At a conference in London's Stock Exchange on Wednesday, Salesforce.com supremo Benioff assured that customer downtime would never exceed five minutes, and that his firm has spent $250,000 dollars recently to further secure its infrastructure and "deliver trust to the customer".
"We have multiple global datacentres and when one is being upgraded, we keep the other one in read-only mode to keep data secure. This is an exciting change and extremely important in reducing downtime for customers," he told attendees.
Additionally Benioff disclosed all Salesforce infrastructure is run on 1,500 Dell PCs. "So it is very efficient and it makes you think about what a scam enterprise on-premise software and systems are," he said.
Benioff made his remarks following a couple of bad weeks for cloud computing services, after Microsoft was thought to have lost customer data when the company's servers crashed and did not have other back-up servers in place in a separate environment.

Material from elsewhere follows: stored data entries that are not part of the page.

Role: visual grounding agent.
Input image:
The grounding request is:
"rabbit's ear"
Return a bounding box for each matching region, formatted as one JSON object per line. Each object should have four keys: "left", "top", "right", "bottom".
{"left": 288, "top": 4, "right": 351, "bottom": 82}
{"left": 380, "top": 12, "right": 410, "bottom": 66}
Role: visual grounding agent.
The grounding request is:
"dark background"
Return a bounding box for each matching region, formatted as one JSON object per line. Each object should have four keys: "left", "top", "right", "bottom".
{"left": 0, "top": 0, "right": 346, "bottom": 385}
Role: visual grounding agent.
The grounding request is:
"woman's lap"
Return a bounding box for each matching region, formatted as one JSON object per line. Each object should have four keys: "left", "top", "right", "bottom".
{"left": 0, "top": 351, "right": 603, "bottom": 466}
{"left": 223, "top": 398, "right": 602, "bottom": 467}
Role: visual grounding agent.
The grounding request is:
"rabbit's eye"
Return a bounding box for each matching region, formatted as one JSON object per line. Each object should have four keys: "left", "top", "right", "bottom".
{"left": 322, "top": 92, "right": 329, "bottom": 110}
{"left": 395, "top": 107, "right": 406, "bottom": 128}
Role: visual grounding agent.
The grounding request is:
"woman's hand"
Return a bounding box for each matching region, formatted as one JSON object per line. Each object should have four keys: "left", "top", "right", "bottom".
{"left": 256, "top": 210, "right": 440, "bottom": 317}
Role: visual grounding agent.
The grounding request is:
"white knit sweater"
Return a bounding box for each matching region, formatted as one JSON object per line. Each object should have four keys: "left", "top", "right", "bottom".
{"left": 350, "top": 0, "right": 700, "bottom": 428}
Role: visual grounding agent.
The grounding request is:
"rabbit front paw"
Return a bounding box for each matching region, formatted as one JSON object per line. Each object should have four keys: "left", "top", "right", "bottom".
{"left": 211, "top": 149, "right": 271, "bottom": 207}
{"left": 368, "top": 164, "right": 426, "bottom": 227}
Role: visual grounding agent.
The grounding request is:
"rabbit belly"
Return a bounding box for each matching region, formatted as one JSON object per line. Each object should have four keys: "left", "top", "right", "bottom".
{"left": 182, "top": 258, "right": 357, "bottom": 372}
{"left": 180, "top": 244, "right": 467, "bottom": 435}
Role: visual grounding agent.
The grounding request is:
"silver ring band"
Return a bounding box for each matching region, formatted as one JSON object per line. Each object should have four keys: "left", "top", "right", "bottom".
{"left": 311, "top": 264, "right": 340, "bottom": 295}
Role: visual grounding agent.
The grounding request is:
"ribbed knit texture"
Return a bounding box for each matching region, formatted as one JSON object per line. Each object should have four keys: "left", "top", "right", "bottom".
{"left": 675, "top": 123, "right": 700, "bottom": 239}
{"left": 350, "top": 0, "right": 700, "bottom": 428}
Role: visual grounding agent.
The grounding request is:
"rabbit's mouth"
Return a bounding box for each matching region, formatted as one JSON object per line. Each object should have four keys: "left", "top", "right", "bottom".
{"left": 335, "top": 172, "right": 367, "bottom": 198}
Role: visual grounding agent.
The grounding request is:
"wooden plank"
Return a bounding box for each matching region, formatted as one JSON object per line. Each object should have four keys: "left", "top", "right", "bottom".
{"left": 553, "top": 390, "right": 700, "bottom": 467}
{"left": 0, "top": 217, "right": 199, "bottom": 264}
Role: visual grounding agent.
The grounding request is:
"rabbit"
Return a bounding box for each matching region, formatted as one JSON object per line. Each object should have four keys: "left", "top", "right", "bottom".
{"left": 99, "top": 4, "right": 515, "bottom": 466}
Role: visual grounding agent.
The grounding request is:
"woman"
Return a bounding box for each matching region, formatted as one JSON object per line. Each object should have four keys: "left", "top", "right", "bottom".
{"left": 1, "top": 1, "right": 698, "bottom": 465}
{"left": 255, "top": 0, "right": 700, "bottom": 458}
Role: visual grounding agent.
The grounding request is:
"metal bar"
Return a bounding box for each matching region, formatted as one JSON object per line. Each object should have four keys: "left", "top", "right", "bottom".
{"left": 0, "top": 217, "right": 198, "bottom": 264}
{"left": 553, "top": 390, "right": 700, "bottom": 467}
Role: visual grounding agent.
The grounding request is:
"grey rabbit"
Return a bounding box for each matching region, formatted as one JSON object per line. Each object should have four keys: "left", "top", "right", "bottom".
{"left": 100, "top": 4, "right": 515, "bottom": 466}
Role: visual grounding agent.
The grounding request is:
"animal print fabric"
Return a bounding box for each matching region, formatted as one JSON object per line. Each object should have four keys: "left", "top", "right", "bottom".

The data belonged to Sidekick US mobile users, and although it now turns out this data will be restored to customers, the disaster was said by commentators at the time to be the biggest data loss in the history of cloud computing.
Before Sidekick, web users had begun to trust large tech firms offering cloud services because they believed their data was being backed up safely. It may take a little more than fighting talk from Benioff to get that trust back.